Signed-off-by: David S. Miller <davem@davemloft.net>
diff --git a/drivers/net/bnx2x/bnx2x_cmn.c b/drivers/net/bnx2x/bnx2x_cmn.c
index 8763625..e5fac62 100644
--- a/drivers/net/bnx2x/bnx2x_cmn.c
+++ b/drivers/net/bnx2x/bnx2x_cmn.c
@@ -47,6 +47,25 @@
 
 	/* Restore the NAPI object as it has been already initialized */
 	fp->napi = orig_napi;
+
+	fp->bp = bp;
+	fp->index = index;
+	if (IS_ETH_FP(fp))
+		fp->max_cos = bp->max_cos;
+	else
+		/* Special queues support only one CoS */
+		fp->max_cos = 1;
+
+	/*
+	 * set the tpa flag for each queue. The tpa flag determines the queue
+	 * minimal size so it must be set prior to queue memory allocation
+	 */
+	fp->disable_tpa = ((bp->flags & TPA_ENABLE_FLAG) == 0);
+
+#ifdef BCM_CNIC
+	/* We don't want TPA on FCoE, FWD and OOO L2 rings */
+	bnx2x_fcoe(bp, disable_tpa) = 1;
+#endif
 }
 
 /**
@@ -77,10 +96,10 @@
 /* free skb in the packet ring at pos idx
  * return idx of last bd freed
  */
-static u16 bnx2x_free_tx_pkt(struct bnx2x *bp, struct bnx2x_fastpath *fp,
+static u16 bnx2x_free_tx_pkt(struct bnx2x *bp, struct bnx2x_fp_txdata *txdata,
 			     u16 idx)
 {
-	struct sw_tx_bd *tx_buf = &fp->tx_buf_ring[idx];
+	struct sw_tx_bd *tx_buf = &txdata->tx_buf_ring[idx];
 	struct eth_tx_start_bd *tx_start_bd;
 	struct eth_tx_bd *tx_data_bd;
 	struct sk_buff *skb = tx_buf->skb;
@@ -91,11 +110,11 @@
 	prefetch(&skb->end);
 
 	DP(BNX2X_MSG_FP, "fp[%d]: pkt_idx %d  buff @(%p)->skb %p\n",
-	   fp->index, idx, tx_buf, skb);
+	   txdata->txq_index, idx, tx_buf, skb);
 
 	/* unmap first bd */
 	DP(BNX2X_MSG_OFF, "free bd_idx %d\n", bd_idx);
-	tx_start_bd = &fp->tx_desc_ring[bd_idx].start_bd;
+	tx_start_bd = &txdata->tx_desc_ring[bd_idx].start_bd;
 	dma_unmap_single(&bp->pdev->dev, BD_UNMAP_ADDR(tx_start_bd),
 			 BD_UNMAP_LEN(tx_start_bd), DMA_TO_DEVICE);
 
@@ -126,7 +145,7 @@
 	while (nbd > 0) {
 
 		DP(BNX2X_MSG_OFF, "free frag bd_idx %d\n", bd_idx);
-		tx_data_bd = &fp->tx_desc_ring[bd_idx].reg_bd;
+		tx_data_bd = &txdata->tx_desc_ring[bd_idx].reg_bd;
 		dma_unmap_page(&bp->pdev->dev, BD_UNMAP_ADDR(tx_data_bd),
 			       BD_UNMAP_LEN(tx_data_bd), DMA_TO_DEVICE);
 		if (--nbd)
@@ -142,20 +161,19 @@
 	return new_cons;
 }
 
-int bnx2x_tx_int(struct bnx2x_fastpath *fp)

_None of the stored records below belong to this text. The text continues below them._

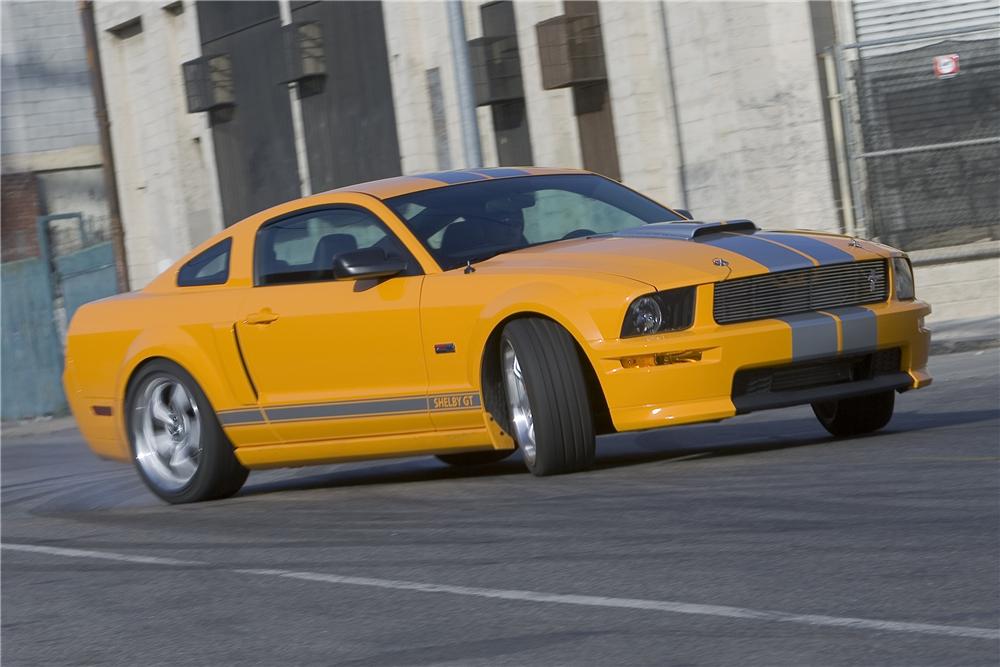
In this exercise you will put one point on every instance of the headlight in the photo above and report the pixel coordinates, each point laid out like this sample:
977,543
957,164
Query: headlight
902,274
661,311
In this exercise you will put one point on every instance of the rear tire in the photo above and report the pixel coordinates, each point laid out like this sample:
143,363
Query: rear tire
469,459
856,416
550,416
177,444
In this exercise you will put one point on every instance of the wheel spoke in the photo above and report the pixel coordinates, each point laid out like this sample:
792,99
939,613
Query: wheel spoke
167,432
182,461
159,409
163,444
179,400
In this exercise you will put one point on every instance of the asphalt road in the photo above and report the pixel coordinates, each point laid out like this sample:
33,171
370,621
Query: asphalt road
756,541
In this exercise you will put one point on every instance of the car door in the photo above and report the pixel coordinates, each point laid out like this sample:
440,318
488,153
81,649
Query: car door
332,358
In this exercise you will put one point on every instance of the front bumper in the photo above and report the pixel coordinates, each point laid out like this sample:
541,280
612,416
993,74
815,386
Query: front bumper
692,377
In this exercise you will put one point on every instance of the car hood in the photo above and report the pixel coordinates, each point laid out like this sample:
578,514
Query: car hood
668,255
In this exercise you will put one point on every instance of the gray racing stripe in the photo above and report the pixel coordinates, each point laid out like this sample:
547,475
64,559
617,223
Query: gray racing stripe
813,335
823,252
771,255
240,417
352,409
860,332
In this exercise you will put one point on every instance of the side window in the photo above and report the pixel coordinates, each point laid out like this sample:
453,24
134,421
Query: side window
211,267
302,248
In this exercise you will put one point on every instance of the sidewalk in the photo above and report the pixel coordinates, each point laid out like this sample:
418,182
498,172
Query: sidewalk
947,337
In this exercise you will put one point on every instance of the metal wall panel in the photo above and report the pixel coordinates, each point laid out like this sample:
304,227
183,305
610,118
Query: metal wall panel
592,104
218,18
348,116
886,19
510,118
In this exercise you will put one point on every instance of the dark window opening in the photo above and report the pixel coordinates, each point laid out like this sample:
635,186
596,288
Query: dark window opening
302,248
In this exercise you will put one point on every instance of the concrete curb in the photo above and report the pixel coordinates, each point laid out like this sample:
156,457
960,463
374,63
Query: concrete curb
29,429
962,345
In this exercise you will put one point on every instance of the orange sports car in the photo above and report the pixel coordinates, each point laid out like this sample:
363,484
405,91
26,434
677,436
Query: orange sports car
467,314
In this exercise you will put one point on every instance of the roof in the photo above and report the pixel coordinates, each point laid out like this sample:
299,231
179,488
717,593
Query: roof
402,185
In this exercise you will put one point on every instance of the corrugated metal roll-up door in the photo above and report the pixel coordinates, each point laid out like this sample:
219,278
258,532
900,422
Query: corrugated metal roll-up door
889,19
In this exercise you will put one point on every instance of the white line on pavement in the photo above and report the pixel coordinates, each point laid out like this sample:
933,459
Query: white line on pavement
554,598
105,555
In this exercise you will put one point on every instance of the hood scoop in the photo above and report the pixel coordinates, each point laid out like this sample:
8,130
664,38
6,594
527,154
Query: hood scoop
688,231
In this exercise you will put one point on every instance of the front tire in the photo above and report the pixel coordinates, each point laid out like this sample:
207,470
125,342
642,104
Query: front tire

+int bnx2x_tx_int(struct bnx2x *bp, struct bnx2x_fp_txdata *txdata)
 {
-	struct bnx2x *bp = fp->bp;
 	struct netdev_queue *txq;
-	u16 hw_cons, sw_cons, bd_cons = fp->tx_bd_cons;
+	u16 hw_cons, sw_cons, bd_cons = txdata->tx_bd_cons;
 
 #ifdef BNX2X_STOP_ON_ERROR
 	if (unlikely(bp->panic))
 		return -1;
 #endif
 
-	txq = netdev_get_tx_queue(bp->dev, fp->index);
-	hw_cons = le16_to_cpu(*fp->tx_cons_sb);
-	sw_cons = fp->tx_pkt_cons;
+	txq = netdev_get_tx_queue(bp->dev, txdata->txq_index);
+	hw_cons = le16_to_cpu(*txdata->tx_cons_sb);
+	sw_cons = txdata->tx_pkt_cons;
 
 	while (sw_cons != hw_cons) {
 		u16 pkt_cons;
@@ -164,14 +182,14 @@
 
 		DP(NETIF_MSG_TX_DONE, "queue[%d]: hw_cons %u  sw_cons %u "
 				      " pkt_cons %u\n",
-		   fp->index, hw_cons, sw_cons, pkt_cons);
+		   txdata->txq_index, hw_cons, sw_cons, pkt_cons);
 
-		bd_cons = bnx2x_free_tx_pkt(bp, fp, pkt_cons);
+		bd_cons = bnx2x_free_tx_pkt(bp, txdata, pkt_cons);
 		sw_cons++;
 	}
 
-	fp->tx_pkt_cons = sw_cons;
-	fp->tx_bd_cons = bd_cons;
+	txdata->tx_pkt_cons = sw_cons;
+	txdata->tx_bd_cons = bd_cons;
 
 	/* Need to make the tx_bd_cons update visible to start_xmit()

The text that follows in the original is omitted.